What is Thread Safety as applied to Python?

So I’m just looking for a bit of clarity about this. I’m not new to threads and all that, but I guess I’ve also not tinkered enough around them to find issues.

The reason I’m asking is because I see lots of methods and functions in the asyncio library which are declared not thread safe. Now I just take that religiously, but I don’t exactly understand what makes something not thread safe.
Anyone care to help me understand?

A lack of thread safety means that the methods/functions don’t have protection against multiple threads interacting with that data at the same time - they don’t have locks around data to ensure things are consistent. The async stuff isn’t thread safe because it doesn’t need to be. Async code is all occurring in the same thread, so it isn’t possible to preempt with another one, context switching only occurs at await calls.

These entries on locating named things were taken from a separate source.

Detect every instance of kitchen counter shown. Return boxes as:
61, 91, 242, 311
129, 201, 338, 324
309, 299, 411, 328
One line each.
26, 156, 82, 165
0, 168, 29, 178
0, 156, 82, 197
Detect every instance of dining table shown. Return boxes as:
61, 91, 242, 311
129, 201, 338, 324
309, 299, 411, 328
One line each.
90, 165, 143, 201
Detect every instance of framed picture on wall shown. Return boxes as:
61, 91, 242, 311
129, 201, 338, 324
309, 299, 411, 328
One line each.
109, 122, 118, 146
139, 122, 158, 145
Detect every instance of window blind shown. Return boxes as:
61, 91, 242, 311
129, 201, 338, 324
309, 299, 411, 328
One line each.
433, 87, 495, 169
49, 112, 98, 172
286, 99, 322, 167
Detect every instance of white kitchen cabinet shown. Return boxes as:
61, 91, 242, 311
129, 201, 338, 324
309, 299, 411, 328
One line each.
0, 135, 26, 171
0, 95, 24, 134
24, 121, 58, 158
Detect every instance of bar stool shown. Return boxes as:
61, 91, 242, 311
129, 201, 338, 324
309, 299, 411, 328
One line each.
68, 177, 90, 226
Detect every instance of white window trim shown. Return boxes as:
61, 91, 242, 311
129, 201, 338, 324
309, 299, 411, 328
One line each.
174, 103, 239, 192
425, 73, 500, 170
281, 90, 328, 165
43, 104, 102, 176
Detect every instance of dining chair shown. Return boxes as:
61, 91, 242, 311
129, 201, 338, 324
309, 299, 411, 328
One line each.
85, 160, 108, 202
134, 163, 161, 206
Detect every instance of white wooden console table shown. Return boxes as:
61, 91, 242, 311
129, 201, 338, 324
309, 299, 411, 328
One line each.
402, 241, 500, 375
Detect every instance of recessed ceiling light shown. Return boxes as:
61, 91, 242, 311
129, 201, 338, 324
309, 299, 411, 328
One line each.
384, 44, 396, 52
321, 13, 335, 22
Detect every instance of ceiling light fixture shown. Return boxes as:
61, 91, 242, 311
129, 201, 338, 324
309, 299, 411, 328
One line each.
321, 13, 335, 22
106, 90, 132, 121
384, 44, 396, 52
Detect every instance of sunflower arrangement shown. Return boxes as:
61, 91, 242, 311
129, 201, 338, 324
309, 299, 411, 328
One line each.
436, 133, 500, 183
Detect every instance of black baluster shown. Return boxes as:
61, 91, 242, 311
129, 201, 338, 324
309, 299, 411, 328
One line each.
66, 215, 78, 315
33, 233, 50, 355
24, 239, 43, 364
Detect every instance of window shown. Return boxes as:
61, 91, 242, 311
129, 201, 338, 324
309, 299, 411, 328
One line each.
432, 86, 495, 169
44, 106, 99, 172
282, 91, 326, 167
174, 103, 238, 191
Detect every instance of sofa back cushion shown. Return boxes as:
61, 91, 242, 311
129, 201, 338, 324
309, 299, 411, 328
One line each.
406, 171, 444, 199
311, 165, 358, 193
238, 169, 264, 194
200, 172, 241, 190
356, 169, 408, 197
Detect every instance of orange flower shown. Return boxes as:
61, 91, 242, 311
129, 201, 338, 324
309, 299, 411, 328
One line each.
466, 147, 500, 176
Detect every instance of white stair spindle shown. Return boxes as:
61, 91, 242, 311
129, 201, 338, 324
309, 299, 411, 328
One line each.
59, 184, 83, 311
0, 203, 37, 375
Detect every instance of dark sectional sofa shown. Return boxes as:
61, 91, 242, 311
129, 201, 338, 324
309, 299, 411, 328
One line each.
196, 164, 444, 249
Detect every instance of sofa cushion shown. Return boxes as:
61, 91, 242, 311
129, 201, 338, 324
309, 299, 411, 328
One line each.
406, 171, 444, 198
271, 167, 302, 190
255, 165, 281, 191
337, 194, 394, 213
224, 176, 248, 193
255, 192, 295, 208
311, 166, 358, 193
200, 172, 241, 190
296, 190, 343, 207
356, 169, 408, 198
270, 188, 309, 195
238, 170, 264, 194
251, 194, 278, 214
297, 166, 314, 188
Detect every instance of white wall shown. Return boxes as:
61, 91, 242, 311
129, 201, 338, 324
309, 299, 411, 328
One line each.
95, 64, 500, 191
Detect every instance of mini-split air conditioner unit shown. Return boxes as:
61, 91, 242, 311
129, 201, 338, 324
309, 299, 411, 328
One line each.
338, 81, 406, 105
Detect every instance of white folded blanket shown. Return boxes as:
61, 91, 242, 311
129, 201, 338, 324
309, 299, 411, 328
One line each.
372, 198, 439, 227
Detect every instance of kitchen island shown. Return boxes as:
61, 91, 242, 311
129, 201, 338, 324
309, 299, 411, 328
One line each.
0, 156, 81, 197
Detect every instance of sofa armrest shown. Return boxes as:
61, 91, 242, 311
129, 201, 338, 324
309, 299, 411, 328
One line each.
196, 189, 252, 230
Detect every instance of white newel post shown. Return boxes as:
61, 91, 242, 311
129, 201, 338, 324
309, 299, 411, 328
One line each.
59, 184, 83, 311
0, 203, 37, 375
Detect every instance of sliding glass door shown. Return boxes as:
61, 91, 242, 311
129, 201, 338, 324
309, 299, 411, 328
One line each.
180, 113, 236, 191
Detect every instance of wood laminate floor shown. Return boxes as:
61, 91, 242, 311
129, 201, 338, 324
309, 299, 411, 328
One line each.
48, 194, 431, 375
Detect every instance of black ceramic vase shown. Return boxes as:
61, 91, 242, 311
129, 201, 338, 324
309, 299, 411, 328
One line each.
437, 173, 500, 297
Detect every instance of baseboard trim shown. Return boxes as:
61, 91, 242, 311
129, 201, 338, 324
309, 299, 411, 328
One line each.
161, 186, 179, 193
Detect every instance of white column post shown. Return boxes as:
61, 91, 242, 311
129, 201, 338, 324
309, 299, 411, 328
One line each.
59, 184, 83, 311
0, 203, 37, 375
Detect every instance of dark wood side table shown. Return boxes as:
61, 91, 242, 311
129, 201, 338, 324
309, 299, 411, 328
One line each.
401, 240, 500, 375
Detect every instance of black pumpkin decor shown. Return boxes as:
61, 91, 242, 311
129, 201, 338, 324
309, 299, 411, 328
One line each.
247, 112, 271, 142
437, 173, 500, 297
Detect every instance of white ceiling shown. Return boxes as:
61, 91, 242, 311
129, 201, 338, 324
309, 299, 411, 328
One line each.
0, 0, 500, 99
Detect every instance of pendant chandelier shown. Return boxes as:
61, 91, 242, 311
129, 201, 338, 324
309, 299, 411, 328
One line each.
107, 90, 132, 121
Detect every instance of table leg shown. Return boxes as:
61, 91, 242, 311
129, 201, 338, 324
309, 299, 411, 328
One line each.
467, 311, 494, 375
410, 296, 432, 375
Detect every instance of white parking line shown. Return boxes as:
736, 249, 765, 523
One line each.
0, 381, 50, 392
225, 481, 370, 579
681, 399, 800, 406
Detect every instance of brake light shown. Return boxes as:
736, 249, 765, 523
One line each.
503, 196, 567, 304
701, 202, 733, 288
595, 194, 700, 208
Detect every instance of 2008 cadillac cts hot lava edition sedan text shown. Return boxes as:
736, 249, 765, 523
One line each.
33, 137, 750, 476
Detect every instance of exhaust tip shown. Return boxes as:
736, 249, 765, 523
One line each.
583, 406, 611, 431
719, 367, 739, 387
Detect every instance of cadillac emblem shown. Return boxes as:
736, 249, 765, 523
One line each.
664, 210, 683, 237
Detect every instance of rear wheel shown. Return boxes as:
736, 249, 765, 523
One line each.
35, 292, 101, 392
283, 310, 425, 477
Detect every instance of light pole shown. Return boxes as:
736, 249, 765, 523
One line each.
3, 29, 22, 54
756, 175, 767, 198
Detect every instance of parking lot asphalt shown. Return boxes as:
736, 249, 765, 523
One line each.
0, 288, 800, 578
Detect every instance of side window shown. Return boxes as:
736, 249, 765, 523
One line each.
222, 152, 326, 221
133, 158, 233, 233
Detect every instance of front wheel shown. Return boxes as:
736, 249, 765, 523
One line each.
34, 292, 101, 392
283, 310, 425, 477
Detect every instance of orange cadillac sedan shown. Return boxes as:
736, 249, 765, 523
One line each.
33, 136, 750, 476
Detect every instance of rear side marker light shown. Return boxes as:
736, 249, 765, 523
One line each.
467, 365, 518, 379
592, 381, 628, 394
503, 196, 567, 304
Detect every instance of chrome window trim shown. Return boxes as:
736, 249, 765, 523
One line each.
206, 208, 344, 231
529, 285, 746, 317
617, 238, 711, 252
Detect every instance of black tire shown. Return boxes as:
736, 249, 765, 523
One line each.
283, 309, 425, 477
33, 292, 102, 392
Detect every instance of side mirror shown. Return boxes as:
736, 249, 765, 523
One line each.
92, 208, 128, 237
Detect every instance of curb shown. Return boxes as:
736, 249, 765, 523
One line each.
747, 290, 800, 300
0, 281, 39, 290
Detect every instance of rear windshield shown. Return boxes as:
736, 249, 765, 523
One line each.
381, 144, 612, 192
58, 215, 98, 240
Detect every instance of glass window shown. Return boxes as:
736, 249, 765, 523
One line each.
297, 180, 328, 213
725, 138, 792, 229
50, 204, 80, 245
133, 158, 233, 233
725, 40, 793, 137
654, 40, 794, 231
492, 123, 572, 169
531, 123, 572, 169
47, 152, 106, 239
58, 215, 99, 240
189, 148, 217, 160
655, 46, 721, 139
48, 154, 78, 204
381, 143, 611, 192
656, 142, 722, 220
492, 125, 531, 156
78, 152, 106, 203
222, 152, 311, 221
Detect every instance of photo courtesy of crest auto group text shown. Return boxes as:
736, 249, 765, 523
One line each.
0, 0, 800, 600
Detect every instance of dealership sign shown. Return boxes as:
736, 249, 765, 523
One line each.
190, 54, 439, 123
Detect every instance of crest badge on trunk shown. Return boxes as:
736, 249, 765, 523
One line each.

Note that Python does have the Global Interpreter Lock protecting C-level code, so regardless you won’t have issues like memory corruption, immortal or erroneously destroyed objects, etc. Builtin types are going to generally be threadsafe, if they’re not calling Python code. But your own objects can definitely end up in an inconsistent state.

3 Likes

See Python GIL. Python is not by its self thread safe. But there are moves to change this: NoGil, etc.

Removing the GIL does not make functions thread-safe.

Thread-safety relates to this question:

If you have a data structure (say, an object, or a list) that is being modified in one thread, can another thread come along and modify it right in the middle of that calculation?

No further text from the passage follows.